More than 200 religious leaders have urged the UK to relax immigration rules so refugees from Syria and other areas can be reunited with their families.

In a letter to the prime minister, they say close relatives of Britons and refugees already in the country are living abroad in “desperate conditions” and should be given a legal route in.

People are now making “unsafe” journeys with “avoidable tragedies”, they say.

Ministers say the UK has been at the head of the response to the crisis.

Former Archbishop of Canterbury Rowan Williams is among representatives from the Buddhist, Christian, Jewish, Hindu, Muslim and Sikh faiths to have signed the letter to Theresa May.

The signatories, who are acting in a personal capacity, also include Baroness Rabbi Julia Neuberger and Muslim Council of Britain secretary general Harun Rashid Khan.

The letter calls on the government to “urgently revise its policy” to help refugees fleeing Syria, Iraq and other areas of conflict “by adopting fair and humane family reunion policies”.

The letter says: “Under the present immigration rules, a British doctor of Syrian origin could not bring her parents from a refugee camp in Lebanon – even though they were refugees and she could support and house them.

“A Syrian child who arrived alone in the UK could not bring his parents from a refugee camp in Jordan – even if the child were recognised a refugee and even though his parents were themselves refugees.”

Families of refugees, they add, “can currently be reunited only by resorting to desperately unsafe irregular journeys, sometimes ending in avoidable tragedies”.

‘Show compassion’

Last week, Home Secretary Amber Rudd said the UK was on track to deliver the promise made by former Prime Minister David Cameron to resettle 20,000 Syrian refugees by 2020.

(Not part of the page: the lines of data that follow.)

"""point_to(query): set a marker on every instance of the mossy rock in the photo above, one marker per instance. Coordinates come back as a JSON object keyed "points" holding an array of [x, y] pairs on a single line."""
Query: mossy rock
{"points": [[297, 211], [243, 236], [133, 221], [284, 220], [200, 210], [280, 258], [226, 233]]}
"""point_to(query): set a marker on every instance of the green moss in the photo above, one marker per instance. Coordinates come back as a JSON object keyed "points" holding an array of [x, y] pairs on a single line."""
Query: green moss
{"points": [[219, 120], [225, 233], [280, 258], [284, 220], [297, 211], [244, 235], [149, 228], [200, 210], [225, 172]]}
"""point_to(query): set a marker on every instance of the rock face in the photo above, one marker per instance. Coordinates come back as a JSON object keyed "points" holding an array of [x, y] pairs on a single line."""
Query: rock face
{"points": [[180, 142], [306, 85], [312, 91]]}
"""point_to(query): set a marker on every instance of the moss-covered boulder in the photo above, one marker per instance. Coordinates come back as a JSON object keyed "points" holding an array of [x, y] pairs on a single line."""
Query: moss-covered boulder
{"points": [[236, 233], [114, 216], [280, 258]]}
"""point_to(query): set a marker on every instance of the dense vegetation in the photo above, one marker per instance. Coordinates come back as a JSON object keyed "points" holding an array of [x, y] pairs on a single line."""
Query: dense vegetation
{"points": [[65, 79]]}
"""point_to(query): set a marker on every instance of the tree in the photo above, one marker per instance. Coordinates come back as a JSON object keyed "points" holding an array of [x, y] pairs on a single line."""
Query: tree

The government says it is also committed to accepting 3,000 unaccompanied children registered in France, Italy and Greece.

But the faith leaders highlight an open letter last October from 350 lawyers and former judges criticising the government response as “too low, too slow and too narrow” and calling on it to adopt new policies to help refugees.

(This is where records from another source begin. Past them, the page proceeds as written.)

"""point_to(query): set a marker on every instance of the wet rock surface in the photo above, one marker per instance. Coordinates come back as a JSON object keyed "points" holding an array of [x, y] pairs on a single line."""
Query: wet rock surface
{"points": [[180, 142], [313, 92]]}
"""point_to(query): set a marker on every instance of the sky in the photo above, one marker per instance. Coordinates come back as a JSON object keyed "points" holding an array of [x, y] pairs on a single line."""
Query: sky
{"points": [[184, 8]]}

Similar letters were later published by leading economists and humanitarian and refugee organisations including Oxfam, Amnesty International, the Refugee Council and Christian Aid.

Rabbi Danny Rich, chief executive of Liberal Judaism, told the BBC: “We are asking the government to show compassion and also some common sense because if you have half a refugee family here they can’t be as well settled, as well absorbed, as if they were a full family.”

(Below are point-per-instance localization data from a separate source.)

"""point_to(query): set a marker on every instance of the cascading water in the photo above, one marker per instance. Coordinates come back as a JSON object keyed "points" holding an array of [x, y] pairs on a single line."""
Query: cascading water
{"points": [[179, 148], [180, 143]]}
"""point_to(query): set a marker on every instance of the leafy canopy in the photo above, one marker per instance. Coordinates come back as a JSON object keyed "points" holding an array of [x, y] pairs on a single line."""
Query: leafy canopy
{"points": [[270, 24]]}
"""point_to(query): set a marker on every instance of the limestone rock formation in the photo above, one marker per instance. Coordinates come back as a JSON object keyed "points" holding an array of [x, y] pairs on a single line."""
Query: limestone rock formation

Qari Asim, chief imam of the Makkah mosque in Leeds, said: “Many refugees with close family members in the UK are risking their lives trying to escape deplorable conditions.”

Last month, the government won an appeal against a ruling which allowed four Syrian refugees living in the so-called Jungle camp in Calais to live with relatives already in the UK.

The Bishop of Barking, Peter Hill, who was involved in that case and added his name to the letter, said: “The system is broken and the Home Office must establish a functional system which delivers now, without bureaucratic delays.”

A Home Office spokeswoman said: “The UK has been at the forefront of the international response to the humanitarian crisis in Syria.

“We are also in active discussions with the UNHCR, other partner organisations and the Italian, Greek and French governments to strengthen and speed up mechanisms to identify, assess and transfer unaccompanied refugee children to the UK where this in their best interests.”